Kauthuma SV: Gujarat, Maharashtra, Tamil Nadu (tradition revived with the help of Brahmins from Poona), Kerala, Karnataka, Uttar Pradesh, Bihar (tradition revived a century ago), West Bengal (tradition has been revived recently). There are numerous varieties of Kauthuma chanting. This shakha is the most vibrant tradition of Samaveda.
Ranayaniya SV: Orissa (manuscripts available, status of oral tradition not known), Maharashtra, Karnataka (the Havyak community for instance), Uttar Pradesh (till recently in Bahraich and Mathura), Rajasthan (till recently in Jaipur). The existence of this shakha was endangered till recently, but it has been strengthened with the help of institutions like the Kanchi Kamakoti Matha.

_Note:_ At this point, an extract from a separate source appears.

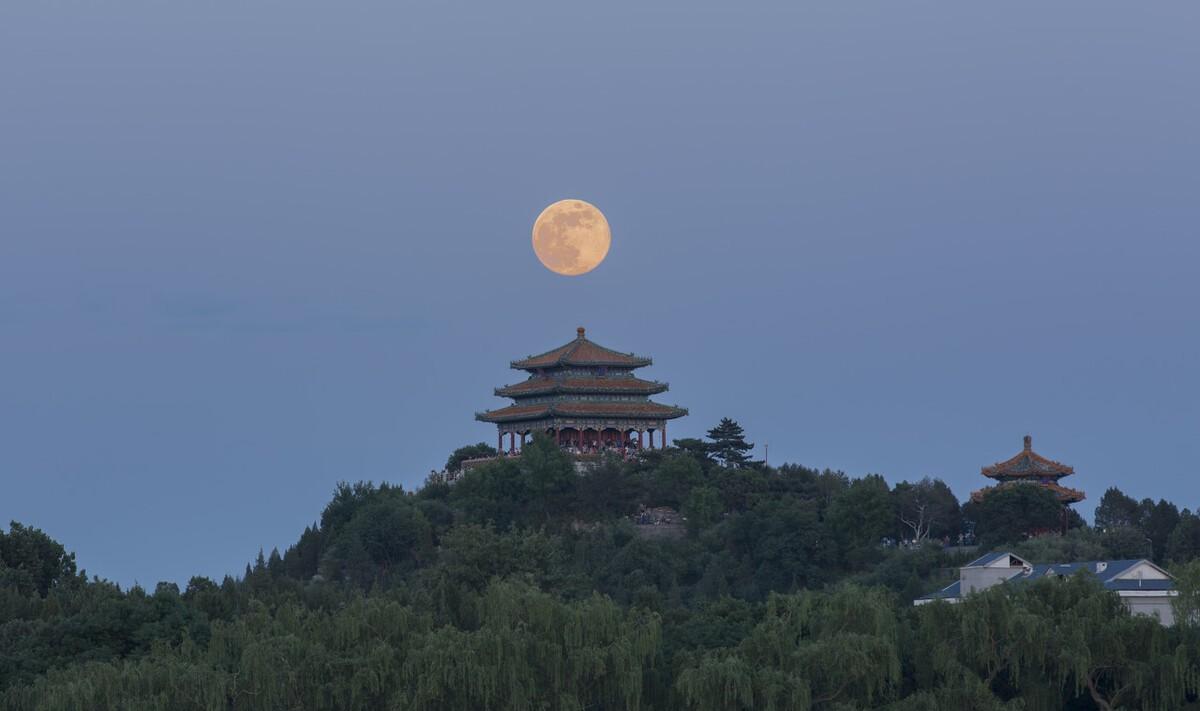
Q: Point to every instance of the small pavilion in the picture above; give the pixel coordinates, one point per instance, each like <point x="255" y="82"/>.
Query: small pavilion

Jaiminiya/Talavakara SV: Two distinct sub streams- the Namudiri recitations in Central Kerala, and the recitations of Tamil Nadu Brahmins in districts adjacent to Kerala and in and around Srirangam. The survival of these schools is endangered.
Shatyayaniya SV: Said to have been prevalent in Tamil Nadu and parts of North India. The shakha is no longer extant.
Gautama SV: Said to have been prevalent in Tamil Nadu and in Andhra Pradesh till the 17th cent. C.E. Many followers of the Kauthuma school in Andhra Pradesh still call themselves ‘Gautamas’.
Bhallavi SV: Said to have been prevalent in Karnataka and parts of North India
Other Shakhas of YV: A text called ‘Yajurvedavriksha’ gives the geographical distribution of more than 100 Shakhas of Yajurveda. This description is being left out for brevity.